Ling Yans Herz setzte einen Schlag aus. Sie unterdrückte die Überraschung in ihren Augen, behielt ihren Gesichtsausdruck bei und blickte auf, um seinem Blick zu begegnen.
„Wenn Sie die Lasten Seiner Hoheit mittragen möchten, sollten Sie sich natürlich auch über die Angelegenheiten der Welt im Klaren sein.“
"...Ja, ich habe viel gelernt, Lord Ling."
Chen Muxian zögerte einen Moment, lächelte dann freundlich, trat zur Seite und machte Chen Muxian Platz.
„Lord Chen, Leb wohl.“
Lingyan hob den Fuß, um zu gehen.
„Die Zukunft ist lang. Als Mitglieder des Haushalts Seiner Hoheit hoffe ich, dass Lord Ling nicht zögern wird, uns mit Rat und Tat zur Seite zu stehen.“
Was soll das heißen, „eine Person Seiner Hoheit“? Dieser Kerl hat ja gar kein Schamgefühl! Ling Yan beschleunigte lautlos ihre Schritte, aus Angst, dass sie, wenn sie noch etwas von Chen Muxian hörte, so wütend werden würde, dass es ihr Leben verkürzen würde.
Neben der Organisation der Hochzeit der Kronprinzessin in diesem Jahr steht für Gu Chao noch ein weiteres wichtiges Ereignis an: der vierzigste Geburtstag von Kaiser Gu.
Ohne die Schneekatastrophe im letzten Jahr hätte der Kaiserpalast schon längst mit den Vorbereitungen begonnen. Nun fallen sie jedoch genau mit der Hochzeit der Kronprinzessin zusammen und halten die sechs Palastmädchen auf Trab.
Prinz Gu Yang von Qinghe wurde ebenfalls zu seinem Geburtstag in die Hauptstadt gerufen. Nach der Begegnung mit Kaiser Gu begab sie sich direkt zum Ostpalast, um ihm ihre Sehnsucht auszudrücken und seine Hochzeit zu feiern.
„Ich hätte nie gedacht, dass Schwester Wang weniger als ein Jahr nach meiner Abreise schon heiraten würde. Ich frage mich, was für ein gutaussehender Mann sie so fasziniert hat.“
In der Halle saßen Gu Yang und Gu Zhong einander gegenüber, zwischen ihnen ein Schachbrett aus kristallklarem Jade. Die beiden spielten Schach und unterhielten sich dabei angeregt.
Lingyan saß abseits. Sie war gekommen, um Gu Zhong über verschiedene Angelegenheiten des Ostpalastes zu berichten, traf aber zufällig auf Gu Yang und wurde deshalb ebenfalls eingeladen zu bleiben.
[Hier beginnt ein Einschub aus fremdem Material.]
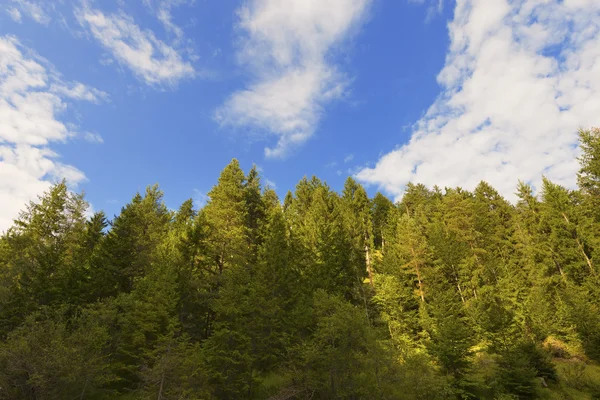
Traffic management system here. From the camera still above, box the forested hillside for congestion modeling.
[0,129,600,400]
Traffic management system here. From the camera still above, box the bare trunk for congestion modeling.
[365,244,373,286]
[415,266,425,301]
[410,246,425,301]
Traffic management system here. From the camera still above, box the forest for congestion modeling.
[0,128,600,400]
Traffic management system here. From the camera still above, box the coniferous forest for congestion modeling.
[0,129,600,400]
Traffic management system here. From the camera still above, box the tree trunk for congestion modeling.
[365,244,373,286]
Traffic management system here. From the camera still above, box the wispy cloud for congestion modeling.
[8,0,53,25]
[357,0,600,199]
[408,0,444,22]
[83,132,104,144]
[215,0,370,157]
[76,6,195,86]
[0,36,103,231]
[144,0,194,41]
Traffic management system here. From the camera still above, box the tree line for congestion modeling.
[0,129,600,400]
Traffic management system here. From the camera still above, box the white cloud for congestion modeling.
[408,0,444,22]
[9,0,52,25]
[144,0,193,41]
[356,0,600,199]
[83,132,104,144]
[6,7,22,24]
[215,0,370,157]
[76,7,195,85]
[0,36,102,231]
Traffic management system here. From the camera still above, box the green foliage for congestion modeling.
[0,129,600,400]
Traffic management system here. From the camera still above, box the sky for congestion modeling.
[0,0,600,231]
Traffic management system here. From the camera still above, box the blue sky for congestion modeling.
[0,0,600,229]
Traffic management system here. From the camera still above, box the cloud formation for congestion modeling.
[0,36,107,231]
[216,0,370,157]
[7,0,52,25]
[76,6,195,86]
[356,0,600,199]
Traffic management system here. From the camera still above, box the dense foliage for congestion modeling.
[0,129,600,400]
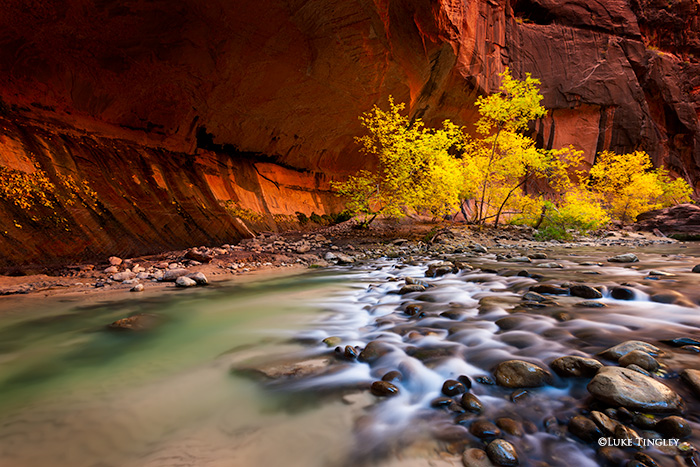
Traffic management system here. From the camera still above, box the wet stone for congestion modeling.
[568,415,603,443]
[460,392,483,413]
[486,439,518,466]
[493,360,552,389]
[442,379,467,396]
[598,341,661,361]
[618,350,659,372]
[496,417,524,437]
[655,415,693,439]
[469,420,501,439]
[610,287,634,300]
[462,448,493,467]
[588,367,681,412]
[370,381,399,397]
[569,285,603,299]
[550,355,603,377]
[382,370,403,383]
[530,284,569,295]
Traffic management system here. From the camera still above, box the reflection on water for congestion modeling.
[0,247,700,467]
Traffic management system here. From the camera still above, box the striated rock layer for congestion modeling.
[0,0,700,266]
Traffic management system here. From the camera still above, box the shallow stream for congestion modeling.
[0,245,700,467]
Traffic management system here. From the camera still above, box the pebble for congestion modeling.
[569,285,603,299]
[598,341,661,361]
[486,439,518,466]
[587,366,681,412]
[175,276,197,287]
[618,350,659,372]
[442,379,467,396]
[550,355,603,377]
[608,253,639,263]
[370,381,399,397]
[493,360,552,388]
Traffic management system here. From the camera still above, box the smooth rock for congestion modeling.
[587,366,681,412]
[493,360,552,388]
[161,267,189,282]
[550,355,603,377]
[569,285,603,299]
[462,448,494,467]
[486,439,518,467]
[598,341,661,361]
[187,272,209,285]
[618,350,659,372]
[370,381,399,397]
[608,253,639,263]
[442,379,467,396]
[175,276,197,287]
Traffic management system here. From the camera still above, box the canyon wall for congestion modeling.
[0,0,700,267]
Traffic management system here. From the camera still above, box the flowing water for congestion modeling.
[0,245,700,467]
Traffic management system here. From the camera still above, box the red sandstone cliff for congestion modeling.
[0,0,700,266]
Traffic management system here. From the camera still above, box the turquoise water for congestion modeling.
[0,274,360,467]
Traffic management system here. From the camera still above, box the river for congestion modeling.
[0,245,700,467]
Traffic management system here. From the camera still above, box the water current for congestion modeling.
[0,245,700,467]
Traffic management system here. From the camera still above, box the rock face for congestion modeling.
[0,0,700,266]
[588,366,681,412]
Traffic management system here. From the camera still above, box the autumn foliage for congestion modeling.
[334,69,692,233]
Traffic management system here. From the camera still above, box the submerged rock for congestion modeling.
[598,341,661,361]
[493,360,552,388]
[550,355,603,377]
[588,366,681,412]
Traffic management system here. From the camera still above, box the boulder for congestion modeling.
[588,366,682,412]
[493,360,552,388]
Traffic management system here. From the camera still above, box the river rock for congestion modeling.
[610,287,634,300]
[588,366,681,412]
[569,284,603,299]
[681,370,700,398]
[111,271,136,282]
[442,379,467,396]
[550,355,603,377]
[654,415,693,439]
[608,253,639,263]
[469,420,501,439]
[493,360,552,388]
[370,381,399,397]
[107,313,161,331]
[161,267,189,282]
[358,341,393,363]
[530,284,569,295]
[618,350,659,372]
[568,415,603,443]
[460,392,483,413]
[462,448,494,467]
[486,439,518,467]
[175,276,197,287]
[598,341,661,361]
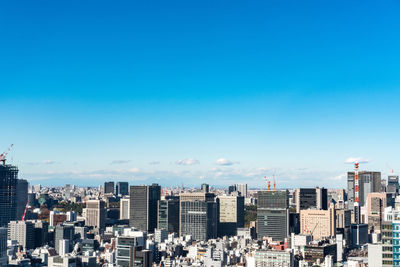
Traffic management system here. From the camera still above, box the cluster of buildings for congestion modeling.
[0,160,400,267]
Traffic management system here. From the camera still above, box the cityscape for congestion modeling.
[0,0,400,267]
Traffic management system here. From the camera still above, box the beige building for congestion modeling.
[85,200,106,228]
[300,205,336,240]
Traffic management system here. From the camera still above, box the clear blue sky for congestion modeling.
[0,0,400,187]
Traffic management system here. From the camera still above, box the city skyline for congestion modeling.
[0,1,400,188]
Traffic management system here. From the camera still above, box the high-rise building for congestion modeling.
[0,165,18,227]
[115,182,129,196]
[0,227,8,266]
[217,196,244,236]
[16,179,28,220]
[237,184,247,197]
[257,190,289,240]
[85,200,106,229]
[367,193,387,233]
[104,182,114,194]
[8,221,35,249]
[386,175,399,194]
[179,193,218,240]
[157,196,179,233]
[119,198,130,220]
[129,184,161,232]
[300,205,336,240]
[347,171,382,209]
[295,187,328,213]
[54,224,74,252]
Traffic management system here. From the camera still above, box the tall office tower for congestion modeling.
[0,165,18,227]
[104,182,114,194]
[386,175,399,194]
[257,190,289,240]
[116,236,153,267]
[228,184,237,195]
[0,227,8,266]
[157,196,179,233]
[85,200,106,229]
[119,198,130,220]
[17,179,28,220]
[300,205,336,240]
[367,193,387,233]
[115,182,129,196]
[32,220,49,248]
[295,187,328,213]
[217,196,244,237]
[8,221,35,249]
[54,224,74,252]
[201,184,210,193]
[347,171,381,209]
[237,184,247,197]
[179,193,218,240]
[129,184,161,232]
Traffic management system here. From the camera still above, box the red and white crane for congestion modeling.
[0,144,14,166]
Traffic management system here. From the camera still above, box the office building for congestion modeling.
[119,198,129,220]
[295,187,328,213]
[85,200,106,229]
[0,227,8,266]
[54,224,74,253]
[115,182,129,196]
[347,171,381,210]
[300,205,336,240]
[129,184,161,232]
[8,221,35,250]
[217,196,244,237]
[255,250,295,267]
[16,179,28,220]
[0,164,18,227]
[237,184,248,198]
[367,193,387,233]
[180,193,218,240]
[157,196,179,233]
[104,182,114,194]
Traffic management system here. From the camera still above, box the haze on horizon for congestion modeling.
[0,1,400,188]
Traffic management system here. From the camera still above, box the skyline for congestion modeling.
[0,1,400,188]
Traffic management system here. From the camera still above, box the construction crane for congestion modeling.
[0,144,14,166]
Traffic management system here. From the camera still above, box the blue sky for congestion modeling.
[0,0,400,187]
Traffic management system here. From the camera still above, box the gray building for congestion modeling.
[104,182,114,194]
[17,179,28,220]
[157,196,179,233]
[115,182,129,196]
[8,221,35,249]
[0,165,18,227]
[54,224,74,252]
[179,193,218,240]
[257,190,289,240]
[347,171,382,209]
[129,184,161,232]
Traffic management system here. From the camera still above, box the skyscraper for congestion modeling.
[218,196,244,236]
[85,200,106,229]
[8,221,35,249]
[0,165,18,227]
[104,182,114,194]
[129,184,161,232]
[17,179,28,220]
[115,182,129,196]
[347,171,381,209]
[157,196,179,233]
[257,190,289,240]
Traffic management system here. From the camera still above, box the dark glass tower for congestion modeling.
[0,165,18,226]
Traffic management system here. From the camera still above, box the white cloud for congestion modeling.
[216,158,235,166]
[175,158,200,165]
[344,157,370,163]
„Du hast es noch nie gesehen?“, fragte Gu Zhong mit tiefer Stimme.
„Ich habe nur gehört, dass er der beste Gelehrte der kaiserlichen Sonderprüfung des letzten Jahres war, ein armer Mann, der durch die Aufklärung des Mordes an Schwester Wang berühmt wurde. Als Yang noch in der Hauptstadt war, war der beste Gelehrte noch nicht im Palast, wie hätte ich ihn also sehen können?“
"..."
„Ich habe den zweiten Prinzen schon einmal getroffen.“
Gu Zhong war so in seine Schachzüge vertieft, dass er einen Moment lang nicht reagierte, dass Ling Yan für ihn antwortete.
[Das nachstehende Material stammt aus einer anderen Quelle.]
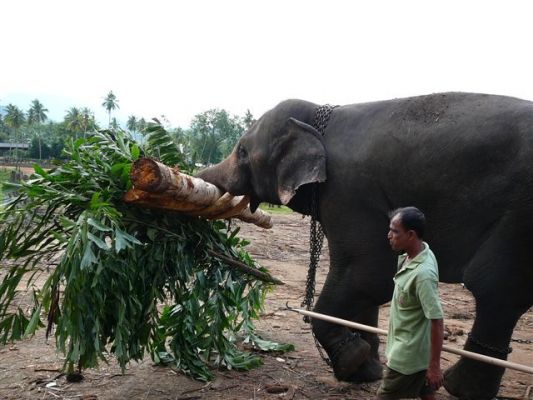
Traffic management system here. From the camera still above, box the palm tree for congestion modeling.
[126,115,138,133]
[4,104,26,154]
[28,99,48,125]
[109,117,120,130]
[65,107,82,137]
[137,118,146,133]
[102,90,120,126]
[28,99,48,160]
[79,107,96,137]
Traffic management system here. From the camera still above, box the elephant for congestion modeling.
[197,92,533,399]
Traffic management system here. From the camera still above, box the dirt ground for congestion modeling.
[0,214,533,400]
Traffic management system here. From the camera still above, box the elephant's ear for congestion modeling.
[274,118,326,204]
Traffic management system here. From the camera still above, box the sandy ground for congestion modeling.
[0,214,533,400]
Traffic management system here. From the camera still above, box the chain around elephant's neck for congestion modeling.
[302,104,338,366]
[302,104,338,323]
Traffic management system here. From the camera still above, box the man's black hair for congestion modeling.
[389,207,426,239]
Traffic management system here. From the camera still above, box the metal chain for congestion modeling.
[468,332,513,356]
[301,104,337,366]
[511,338,533,344]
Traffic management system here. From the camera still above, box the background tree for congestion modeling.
[126,115,138,133]
[137,118,147,133]
[242,110,256,130]
[64,107,83,137]
[189,109,245,164]
[109,117,120,130]
[4,104,26,157]
[28,99,48,160]
[79,107,98,137]
[28,99,48,125]
[102,90,120,127]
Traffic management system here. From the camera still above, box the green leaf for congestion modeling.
[24,305,42,338]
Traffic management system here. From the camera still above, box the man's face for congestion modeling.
[387,214,414,251]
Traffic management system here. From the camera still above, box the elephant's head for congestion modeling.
[197,100,326,211]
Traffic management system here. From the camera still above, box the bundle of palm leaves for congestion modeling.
[0,123,290,380]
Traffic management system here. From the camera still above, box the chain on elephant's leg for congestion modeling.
[444,299,520,400]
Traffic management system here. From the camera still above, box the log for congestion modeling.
[123,158,272,229]
[286,304,533,374]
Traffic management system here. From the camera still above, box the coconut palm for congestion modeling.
[79,107,96,137]
[28,99,48,160]
[4,104,26,157]
[64,107,82,136]
[102,90,120,126]
[28,99,48,125]
[126,115,138,133]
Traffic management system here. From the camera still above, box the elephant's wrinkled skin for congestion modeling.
[198,93,533,399]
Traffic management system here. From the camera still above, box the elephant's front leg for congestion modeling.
[313,301,382,382]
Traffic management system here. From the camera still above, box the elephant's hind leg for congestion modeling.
[444,228,533,400]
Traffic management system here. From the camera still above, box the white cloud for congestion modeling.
[0,0,533,126]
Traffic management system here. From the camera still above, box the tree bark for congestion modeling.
[124,158,272,229]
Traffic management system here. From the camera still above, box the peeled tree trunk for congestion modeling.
[124,158,272,229]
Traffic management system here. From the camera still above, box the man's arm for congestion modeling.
[426,319,444,390]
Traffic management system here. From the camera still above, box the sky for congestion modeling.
[0,0,533,128]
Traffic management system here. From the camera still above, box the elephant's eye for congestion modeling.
[237,144,248,160]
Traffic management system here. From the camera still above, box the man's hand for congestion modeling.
[426,319,444,390]
[426,366,444,390]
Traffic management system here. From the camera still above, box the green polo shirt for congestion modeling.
[386,242,443,375]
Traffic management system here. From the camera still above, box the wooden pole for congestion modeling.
[287,304,533,374]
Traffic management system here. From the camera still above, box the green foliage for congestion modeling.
[187,109,246,164]
[0,124,283,380]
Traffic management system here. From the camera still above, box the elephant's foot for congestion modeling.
[330,336,381,382]
[444,358,505,400]
[349,356,383,383]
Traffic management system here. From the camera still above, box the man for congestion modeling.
[377,207,444,400]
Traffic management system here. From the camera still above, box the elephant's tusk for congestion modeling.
[286,302,533,374]
[123,158,272,229]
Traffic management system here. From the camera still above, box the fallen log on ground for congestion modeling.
[124,158,272,229]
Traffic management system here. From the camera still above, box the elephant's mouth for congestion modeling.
[250,196,261,213]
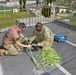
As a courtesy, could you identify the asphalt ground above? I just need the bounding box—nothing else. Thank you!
[0,23,76,75]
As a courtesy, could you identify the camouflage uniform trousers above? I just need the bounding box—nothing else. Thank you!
[3,44,19,56]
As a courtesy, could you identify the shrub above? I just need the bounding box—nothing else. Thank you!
[42,6,51,17]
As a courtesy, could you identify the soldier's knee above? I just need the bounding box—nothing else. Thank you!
[9,51,19,56]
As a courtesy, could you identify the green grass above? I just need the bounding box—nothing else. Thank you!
[57,18,67,21]
[70,20,76,26]
[0,11,33,29]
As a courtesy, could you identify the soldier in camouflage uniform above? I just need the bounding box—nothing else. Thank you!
[0,23,31,55]
[30,22,54,50]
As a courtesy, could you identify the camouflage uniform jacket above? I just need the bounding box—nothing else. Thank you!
[33,26,54,49]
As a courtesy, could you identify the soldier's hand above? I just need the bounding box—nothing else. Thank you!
[27,45,32,48]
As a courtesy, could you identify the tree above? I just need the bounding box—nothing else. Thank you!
[19,0,26,11]
[36,0,39,6]
[47,0,56,5]
[23,0,26,10]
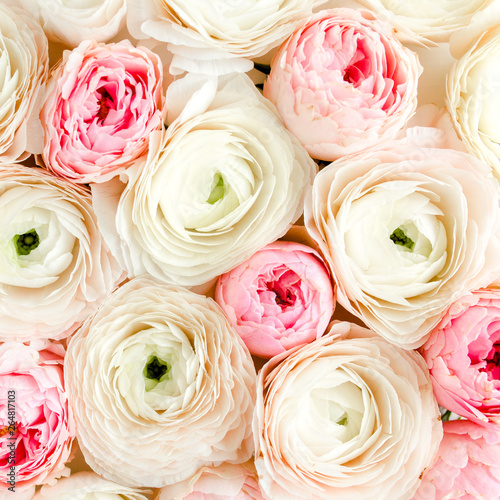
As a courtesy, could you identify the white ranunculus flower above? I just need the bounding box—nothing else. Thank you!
[0,165,122,341]
[15,0,127,47]
[33,472,149,500]
[127,0,326,74]
[446,9,500,177]
[305,135,500,348]
[0,2,49,163]
[92,75,317,286]
[253,323,443,500]
[65,277,256,487]
[358,0,495,45]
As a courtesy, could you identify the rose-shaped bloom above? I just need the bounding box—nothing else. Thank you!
[127,0,325,74]
[215,241,335,358]
[253,323,442,500]
[41,40,163,183]
[0,341,75,490]
[358,0,495,45]
[413,420,500,500]
[0,165,122,341]
[92,75,317,286]
[305,137,500,348]
[0,2,49,163]
[446,20,500,177]
[65,277,256,487]
[33,472,148,500]
[154,462,263,500]
[15,0,127,47]
[422,289,500,425]
[264,9,421,161]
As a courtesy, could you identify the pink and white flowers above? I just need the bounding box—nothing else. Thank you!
[0,341,75,490]
[215,241,335,358]
[41,40,164,183]
[421,289,500,427]
[264,9,422,161]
"Oh? Wann denn?" Gu Yang klatschte überrascht in die Hände.
„Der Tag, an dem die beiden Prinzen gemeinsam den Palast verließen.“
„Warum kommt mir dieser Name so bekannt vor? Ich hätte nie gedacht, dich schon einmal getroffen zu haben. Schicksal, Schicksal, Schwester Wang, könnte dies der rote Faden sein, den der Alte vom Mond geknüpft hat?“ Gu Yang lächelte breit.
Ling Yan, die gerade eine blau-weiße Porzellan-Teekanne zum Einschenken von Tee in der Hand hielt, zitterte leicht und verschüttete ein wenig Tee auf dem Tisch.
"Red keinen Unsinn."
Gu Zhong warf ihr einen verstohlenen Blick aus dem Augenwinkel zu und rügte sie.
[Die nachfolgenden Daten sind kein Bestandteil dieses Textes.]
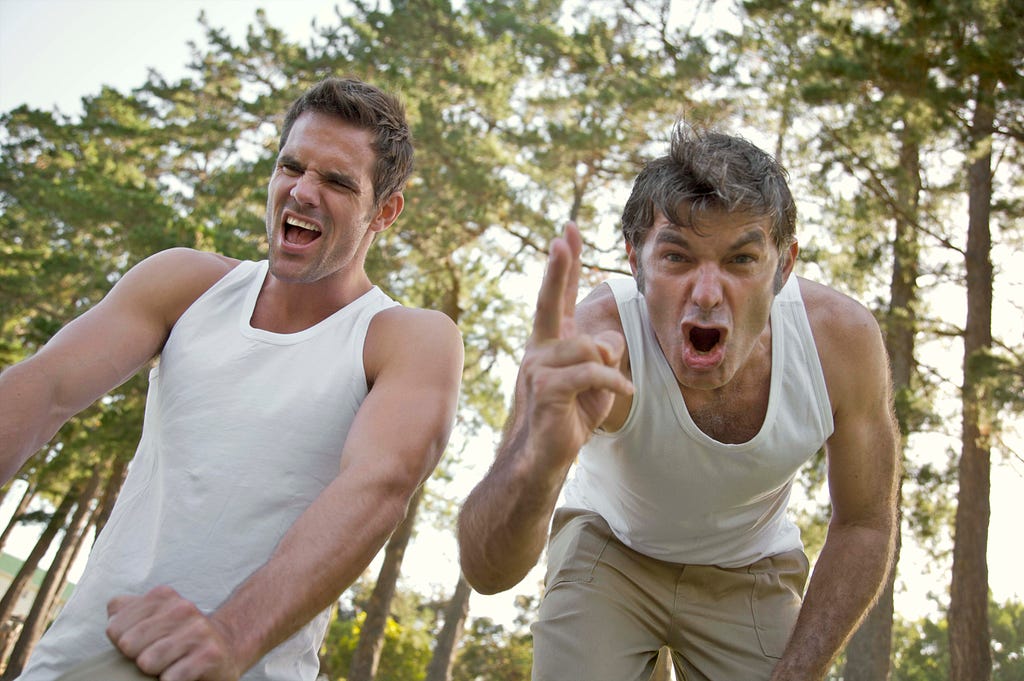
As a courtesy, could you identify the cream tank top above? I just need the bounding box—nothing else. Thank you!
[563,276,833,567]
[22,261,397,681]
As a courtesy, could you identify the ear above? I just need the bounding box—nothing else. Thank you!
[777,239,800,290]
[370,191,406,232]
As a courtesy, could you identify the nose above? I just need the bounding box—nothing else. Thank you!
[288,171,319,206]
[690,264,722,311]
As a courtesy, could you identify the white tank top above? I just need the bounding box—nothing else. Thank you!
[22,261,397,681]
[564,276,833,567]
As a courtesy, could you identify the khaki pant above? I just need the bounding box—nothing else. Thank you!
[532,509,808,681]
[57,650,154,681]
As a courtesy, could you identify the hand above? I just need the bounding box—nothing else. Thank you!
[106,587,245,681]
[521,223,633,468]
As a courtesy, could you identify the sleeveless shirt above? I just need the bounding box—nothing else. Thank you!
[22,261,397,681]
[563,276,833,567]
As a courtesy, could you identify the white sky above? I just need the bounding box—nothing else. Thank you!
[0,0,1024,630]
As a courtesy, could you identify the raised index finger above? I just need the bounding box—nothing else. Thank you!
[534,222,583,341]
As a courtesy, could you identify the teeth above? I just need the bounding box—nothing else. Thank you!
[287,217,321,231]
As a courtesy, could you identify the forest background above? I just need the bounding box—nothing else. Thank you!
[0,0,1024,681]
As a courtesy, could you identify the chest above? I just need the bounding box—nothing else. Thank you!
[683,372,771,444]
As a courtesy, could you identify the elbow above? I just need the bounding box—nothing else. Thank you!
[460,554,520,596]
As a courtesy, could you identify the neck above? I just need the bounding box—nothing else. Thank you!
[250,272,373,334]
"...Weder Schwester Wang noch der Großlehrer zeigten irgendeine Freude; könnte es diese Person sein...?"
Gu Yang bemerkte erst spät, dass etwas nicht stimmte, denn er sah, dass die beiden Anwesenden allzu gleichgültig waren und keinerlei Freude darüber zeigten, dass die Kronprinzessin an ihrem Hochzeitstag einen guten Ehemann finden würde.
„Du denkst immer zu viel nach. Ich melde mich nicht ab.“
Ohne Vorwarnung warf Gu Zhong plötzlich das Schachbrett um.
"...Schwester Wang, tun Sie das nicht etwa absichtlich, weil Sie kurz vor der Niederlage stehen?"
Gu Yang starrte Gu Zhong mit aufgerissenen Augen und einem vorwurfsvollen Blick an.